If the scientific map of past cosmological history is correct, base elements like hydrogen and helium were formed from an energetic field. This foundation of order led to stars that produced higher elements. This generated a platform for more complex relationship environments such as clusters, galaxies, and nebulae. This matrix of relationships is the one we now dwell in and of which we are made. This directional flow toward order is based on the relationships that contribute most to coherence in the context of their local environment. We are part of this grand developmental story.

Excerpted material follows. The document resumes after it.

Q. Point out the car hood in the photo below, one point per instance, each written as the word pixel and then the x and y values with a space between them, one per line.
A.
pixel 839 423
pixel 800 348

Relationships that form in the past become the defining womb that makes the present possible. This transformational journey of emergence sets the stage for the future. The constant in the ever-changing forms we experience as nature is relationships that are able to produce persistent patterns are what persist as coherent objects. Objects are born of the defining properties of the environmental womb from which they emerge. The environment is the governing body that gives rise to form. There is a parent-child aspect to this development process. Depending on perspective, the environment and objects within them are intertwined in a parent-child relationship. Necessity really is the mother of invention.
What does nature say about our place? Who are we, where did we come from, and where are we going? What is our story and what role, if any, do we play in it? Questions like these have typically been the domain of religious narratives – explanatory stories that differ widely from culture to culture but share common plot narrative structures within them. These culture-orienting maps formed and propagated in the context of local social and cultural environments and blended as humans began developing trade routes, serving as a way of explaining place, origin, and destination. They are the lens through which we understand ourselves. Although the maps differ on the surface, they share a common root. Nature is the source of the story. We will explore this connection deeper in part 5.